Actuellement, une soixantaine de pays utilisent directement des sources d’eau chaude, essentiellement pour le chauffage (77% des applications).

Depuis environ 70 ans, l’énergie géothermique est convertie en électricité. Et, en matière de «Hot Dry Rock Technology», les Etats-Unis et la Grande-Bretagne ont été pionniers.

Depuis, des projets ont été développés en Allemagne, en France, au Japon et en Suède. Et, plus récemment, en Australie et en Suisse.

L’équipe du groupe de travail DHM collabore activement avec les scientifiques qui mènent actuellement une autre expérience pilote en Alsace (F).

Plus clairement scientifique, cette dernière devrait déboucher sur la construction d’une centrale géothermique dans deux ans.

swissinfo, Anne Rubin

– Les conditions de construction d’une centrale géothermique de profondeur sont particulièrement favorables en Suisse.

– Tout d’abord parce que le besoin potentiel en chauffage est significatif.

– Et ensuite parce que les conditions géologiques et géothermiques sont favorables.

– Les deux conditions pour sélectionner un site sont une température de 200 degrés à 5 km de profondeur et que les consommateurs de chaleur soient reliés à un réseau de distribution.

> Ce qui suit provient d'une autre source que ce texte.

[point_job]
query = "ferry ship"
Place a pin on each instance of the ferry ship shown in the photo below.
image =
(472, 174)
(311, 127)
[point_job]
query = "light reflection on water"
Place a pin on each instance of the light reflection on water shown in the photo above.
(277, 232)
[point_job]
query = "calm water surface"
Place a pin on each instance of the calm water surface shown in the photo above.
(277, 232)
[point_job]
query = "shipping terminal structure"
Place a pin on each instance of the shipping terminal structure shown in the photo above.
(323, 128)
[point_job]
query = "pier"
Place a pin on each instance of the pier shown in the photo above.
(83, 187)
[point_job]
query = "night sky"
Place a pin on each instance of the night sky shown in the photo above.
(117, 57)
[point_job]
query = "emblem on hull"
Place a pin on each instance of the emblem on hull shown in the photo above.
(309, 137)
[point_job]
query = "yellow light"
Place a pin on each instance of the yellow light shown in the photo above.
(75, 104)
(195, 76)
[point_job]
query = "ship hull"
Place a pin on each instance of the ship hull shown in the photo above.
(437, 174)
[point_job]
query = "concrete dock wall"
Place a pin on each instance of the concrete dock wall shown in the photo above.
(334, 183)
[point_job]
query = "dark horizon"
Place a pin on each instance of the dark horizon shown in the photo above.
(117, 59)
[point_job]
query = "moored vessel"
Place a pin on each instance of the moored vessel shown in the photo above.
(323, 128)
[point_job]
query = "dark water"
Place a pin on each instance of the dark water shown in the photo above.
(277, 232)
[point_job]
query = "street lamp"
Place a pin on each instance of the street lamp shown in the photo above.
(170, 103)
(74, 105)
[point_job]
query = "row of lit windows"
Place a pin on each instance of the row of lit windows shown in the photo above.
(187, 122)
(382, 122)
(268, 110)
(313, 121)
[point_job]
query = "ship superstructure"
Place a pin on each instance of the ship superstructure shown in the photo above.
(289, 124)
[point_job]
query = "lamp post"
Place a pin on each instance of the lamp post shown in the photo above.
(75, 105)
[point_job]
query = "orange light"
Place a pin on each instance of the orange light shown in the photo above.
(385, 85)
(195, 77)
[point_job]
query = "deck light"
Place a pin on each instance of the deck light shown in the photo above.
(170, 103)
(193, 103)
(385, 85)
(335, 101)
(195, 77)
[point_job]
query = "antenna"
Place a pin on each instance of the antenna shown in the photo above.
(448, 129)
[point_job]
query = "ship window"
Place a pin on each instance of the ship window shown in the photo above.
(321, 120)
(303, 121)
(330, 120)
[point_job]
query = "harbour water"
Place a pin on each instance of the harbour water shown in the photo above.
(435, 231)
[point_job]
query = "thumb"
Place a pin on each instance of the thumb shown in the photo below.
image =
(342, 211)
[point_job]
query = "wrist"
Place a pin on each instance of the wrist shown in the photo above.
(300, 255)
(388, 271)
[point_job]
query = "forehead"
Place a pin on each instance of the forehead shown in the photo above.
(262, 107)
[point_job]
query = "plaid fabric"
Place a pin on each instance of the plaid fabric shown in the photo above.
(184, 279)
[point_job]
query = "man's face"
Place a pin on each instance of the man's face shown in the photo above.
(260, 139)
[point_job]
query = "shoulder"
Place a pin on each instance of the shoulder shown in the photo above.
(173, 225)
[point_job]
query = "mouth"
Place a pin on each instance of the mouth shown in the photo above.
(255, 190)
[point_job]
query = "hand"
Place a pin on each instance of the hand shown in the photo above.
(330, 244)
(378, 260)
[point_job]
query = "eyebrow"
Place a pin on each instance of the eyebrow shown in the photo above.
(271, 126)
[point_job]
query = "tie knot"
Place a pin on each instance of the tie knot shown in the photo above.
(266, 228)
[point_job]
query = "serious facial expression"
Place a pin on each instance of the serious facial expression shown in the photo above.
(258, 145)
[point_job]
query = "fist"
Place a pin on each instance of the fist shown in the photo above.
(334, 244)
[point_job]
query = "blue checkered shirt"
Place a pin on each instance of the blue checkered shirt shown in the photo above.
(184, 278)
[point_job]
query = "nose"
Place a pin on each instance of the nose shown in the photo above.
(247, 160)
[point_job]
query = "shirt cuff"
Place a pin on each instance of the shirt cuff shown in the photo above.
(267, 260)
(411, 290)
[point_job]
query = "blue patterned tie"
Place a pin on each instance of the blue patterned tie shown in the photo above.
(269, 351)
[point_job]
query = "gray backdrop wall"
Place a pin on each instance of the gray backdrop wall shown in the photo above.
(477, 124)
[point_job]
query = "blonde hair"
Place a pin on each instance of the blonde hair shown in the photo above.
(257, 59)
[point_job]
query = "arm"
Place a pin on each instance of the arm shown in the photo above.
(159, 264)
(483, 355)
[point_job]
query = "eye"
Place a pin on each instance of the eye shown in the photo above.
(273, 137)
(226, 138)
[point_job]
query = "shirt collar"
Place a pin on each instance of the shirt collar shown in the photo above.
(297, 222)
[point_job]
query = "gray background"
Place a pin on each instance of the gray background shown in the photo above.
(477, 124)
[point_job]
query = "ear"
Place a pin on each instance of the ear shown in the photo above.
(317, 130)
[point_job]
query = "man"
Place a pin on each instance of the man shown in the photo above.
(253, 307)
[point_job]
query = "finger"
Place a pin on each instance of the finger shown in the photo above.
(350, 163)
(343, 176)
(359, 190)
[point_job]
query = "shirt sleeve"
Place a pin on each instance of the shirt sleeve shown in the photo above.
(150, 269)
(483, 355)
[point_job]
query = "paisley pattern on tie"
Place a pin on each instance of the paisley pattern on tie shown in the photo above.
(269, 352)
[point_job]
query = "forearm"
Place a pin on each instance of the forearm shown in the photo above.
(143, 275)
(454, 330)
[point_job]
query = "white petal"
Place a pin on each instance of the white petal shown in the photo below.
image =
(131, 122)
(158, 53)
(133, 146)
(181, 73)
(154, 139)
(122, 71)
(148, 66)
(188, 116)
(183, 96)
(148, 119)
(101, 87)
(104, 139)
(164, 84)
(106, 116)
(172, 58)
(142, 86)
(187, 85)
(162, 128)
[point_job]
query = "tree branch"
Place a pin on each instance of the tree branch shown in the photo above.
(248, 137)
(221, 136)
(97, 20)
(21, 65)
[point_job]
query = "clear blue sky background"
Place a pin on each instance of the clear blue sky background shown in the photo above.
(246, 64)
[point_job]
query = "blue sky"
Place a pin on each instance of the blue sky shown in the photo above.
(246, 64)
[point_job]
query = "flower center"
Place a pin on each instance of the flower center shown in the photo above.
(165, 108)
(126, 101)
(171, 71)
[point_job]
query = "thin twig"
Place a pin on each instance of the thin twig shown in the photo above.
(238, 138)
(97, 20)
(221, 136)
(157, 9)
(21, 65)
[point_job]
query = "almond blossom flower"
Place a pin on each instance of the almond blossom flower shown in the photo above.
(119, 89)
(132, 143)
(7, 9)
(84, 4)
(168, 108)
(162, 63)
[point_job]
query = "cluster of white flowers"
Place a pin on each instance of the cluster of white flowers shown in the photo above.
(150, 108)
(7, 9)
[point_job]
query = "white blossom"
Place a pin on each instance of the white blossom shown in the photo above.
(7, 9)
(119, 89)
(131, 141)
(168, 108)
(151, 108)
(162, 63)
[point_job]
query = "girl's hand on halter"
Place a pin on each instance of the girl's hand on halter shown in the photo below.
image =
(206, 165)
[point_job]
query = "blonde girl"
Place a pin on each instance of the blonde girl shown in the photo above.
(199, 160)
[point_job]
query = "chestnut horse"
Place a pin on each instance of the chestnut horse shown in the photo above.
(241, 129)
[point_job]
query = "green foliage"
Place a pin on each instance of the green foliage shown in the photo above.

– La construction d’un site de «Deep Heat Mining» utilise des technologies déjà connues.

– Depuis des décades, du courant électrique est généré très économiquement à partir de zones géothermiques un peu partout dans le monde.

– Et la technologie du forage en profondeur (5 à 6 km) dans des roches dures et chaudes combine les expériences acquises dans l’exploitation pétrolière et les mines.

– A quoi s’ajoutent des outils qui résistent aux hautes températures et le savoir-faire de l’industrie géothermique.